But as the surging Delta variant ushers in the “pandemic of the unvaccinated”, uncertainty about persuading pandemic holdouts has given way to anger and despair. This was exemplified by the recent public reaction to a viral news video showing a Louisiana man recovering from a severe Covid-19 infection in a hospital bed, stating that he would still rather have had to be in hospital than accept a vaccine. It was the first time many of us saw the human face of a puzzling phenomenon which healthcare workers have been telling us about since last year: patients denying the realities of the virus even as they lay sick and dying from it.

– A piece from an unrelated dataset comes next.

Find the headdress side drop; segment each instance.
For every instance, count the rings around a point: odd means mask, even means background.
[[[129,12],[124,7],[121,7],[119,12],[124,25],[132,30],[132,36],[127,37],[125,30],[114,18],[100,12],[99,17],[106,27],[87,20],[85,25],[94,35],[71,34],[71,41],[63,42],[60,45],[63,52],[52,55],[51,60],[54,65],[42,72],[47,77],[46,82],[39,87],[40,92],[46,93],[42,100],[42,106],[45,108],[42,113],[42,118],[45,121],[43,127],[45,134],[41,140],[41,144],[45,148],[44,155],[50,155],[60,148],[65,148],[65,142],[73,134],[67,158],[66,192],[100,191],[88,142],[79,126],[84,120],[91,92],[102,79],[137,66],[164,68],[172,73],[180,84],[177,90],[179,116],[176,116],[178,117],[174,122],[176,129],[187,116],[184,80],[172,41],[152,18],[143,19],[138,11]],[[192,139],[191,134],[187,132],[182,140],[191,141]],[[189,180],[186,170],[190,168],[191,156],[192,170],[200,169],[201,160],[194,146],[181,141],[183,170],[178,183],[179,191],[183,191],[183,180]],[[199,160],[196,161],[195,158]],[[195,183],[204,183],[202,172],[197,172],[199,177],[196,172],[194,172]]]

As Leo Tolstoy famously asked of another seemingly hopeless social problem – poverty – “what then must we do?” The sociology of fraud, one of my research specialties for the past decade, offers some answers.

In 1952, the sociologist Erving Goffman analysed the art of the con in a seminal essay, On Cooling the Mark Out. To understand the phenomenon, he identified a cast of characters: first, the “operator”, who perpetrates the con; second, the “mark”, the target of the con; and third, the “cooler”, an ally of the con artist who attempts to console the victim once the fraud has become apparent “in a way that makes it easy for him to accept the inevitable and quietly go home”.

Goffman observed that all “marks” eventually come to understand that they have been defrauded. But strangely, they almost never complain or report the crime to the authorities. Why? Because, Goffman argues, admitting that you have been conned is so deeply shameful that “marks” experience it as a kind of social death – the painful end of one of the many social roles we all play.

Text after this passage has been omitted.